Item 3 means that, where possible, transfers to a third country should be undertaken to a relevant authority in that country, and it is only in circumstances where transferring the data to such a relevant authority would be ineffective or inappropriate, that a transfer to another recipient should be contemplated. Transfers may be ineffective, for example, if the transfer is time-critical and the relevant authority would be unable to act on the transfer in sufficient time. A transfer may be inappropriate if the transfer to the relevant authority might prejudice the purposes of the transfer, for example if the data relate to allegations of corruption or impropriety in the relevant authority and there is a risk that the transfer may tip-off relevant personnel within that authority that an investigation is underway.

Where you have transferred data to a body other than a relevant authority, you must inform the relevant authority in that country of the transfer, unless, as above, that would be ineffective or inappropriate.

  1. The transferring controller sets out the specific purposes for which the data may be processed by the intended recipient and informs them of these.

You need to document the transfer, and you also need to notify the Information Commissioner about the transfer. This is different to other types of transfers, where you record the details but only have to provide them to the Commissioner on request.

What happens to subsequent transfers?

It is important that control of personal data is not lost once you have transferred it. It is vital that the rights and freedoms of individuals are still uppermost. Therefore, if the data you transferred is to be subsequently transferred elsewhere, it is important that those rights and freedoms continue to follow the data. For this reason, there are certain provisions that you must observe before any subsequent transfer can take place.

Firstly, you must make it a condition of the transfer that any subsequent transfer must be authorised by you, or another competent authority. It would be sensible to have agreements in place with any other competent authorities who you may consider allowing to make such an authorisation. 
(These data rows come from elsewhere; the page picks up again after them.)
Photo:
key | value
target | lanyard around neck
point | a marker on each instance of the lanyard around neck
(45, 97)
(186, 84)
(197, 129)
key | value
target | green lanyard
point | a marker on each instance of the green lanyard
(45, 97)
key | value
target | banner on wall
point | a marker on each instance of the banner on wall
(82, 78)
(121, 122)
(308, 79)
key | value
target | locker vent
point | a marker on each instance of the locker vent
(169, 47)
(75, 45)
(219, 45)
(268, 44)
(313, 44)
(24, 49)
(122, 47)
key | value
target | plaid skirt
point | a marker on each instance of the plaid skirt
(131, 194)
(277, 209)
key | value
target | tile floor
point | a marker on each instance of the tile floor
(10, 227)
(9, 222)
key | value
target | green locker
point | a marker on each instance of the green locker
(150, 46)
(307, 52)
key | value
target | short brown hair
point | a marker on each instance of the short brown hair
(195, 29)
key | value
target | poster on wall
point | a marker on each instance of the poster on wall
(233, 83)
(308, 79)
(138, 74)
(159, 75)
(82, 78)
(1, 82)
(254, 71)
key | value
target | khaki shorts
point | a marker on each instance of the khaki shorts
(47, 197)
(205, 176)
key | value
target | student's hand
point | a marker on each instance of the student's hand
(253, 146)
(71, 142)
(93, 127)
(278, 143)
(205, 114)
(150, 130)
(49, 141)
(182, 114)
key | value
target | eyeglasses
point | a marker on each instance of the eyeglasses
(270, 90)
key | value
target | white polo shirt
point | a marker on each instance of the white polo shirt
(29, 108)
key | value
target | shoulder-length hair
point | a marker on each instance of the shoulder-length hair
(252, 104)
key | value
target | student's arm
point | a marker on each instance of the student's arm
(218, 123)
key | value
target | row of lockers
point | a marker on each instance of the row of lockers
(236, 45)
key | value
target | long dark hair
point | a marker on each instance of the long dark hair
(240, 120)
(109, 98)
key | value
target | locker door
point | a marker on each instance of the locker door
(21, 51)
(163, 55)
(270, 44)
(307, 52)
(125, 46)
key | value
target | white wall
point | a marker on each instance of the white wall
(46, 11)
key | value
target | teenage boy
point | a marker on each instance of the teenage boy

Secondly, any authorisation can only be for a transfer which is necessary for any of the law enforcement purposes, and you must give consideration to:

  • the seriousness of the circumstances leading to the request for authorisation of the subsequent transfer;
  • the purpose for which you originally transferred the data; and
  • the standards of data protection which apply in the country or international organisation where the data will be transferred.

If you originally received the data from a competent authority in an EU member state, that competent authority must first authorise the transfer before you in turn can authorise it. This creates a chain of accountability, linking back to the original competent authority which first held the data, which ensures that the original competent authority retains a measure of control and influence over any processing of that data.

The only exception is if the transfer is necessary for the prevention of an immediate and serious threat to the public security of a third country, or to the essential interests of an EU member state (note, not the essential interests of any third country) and you cannot obtain authorisation from the originating competent authority in good time. If that happens, then you should inform the originating competent authority without delay.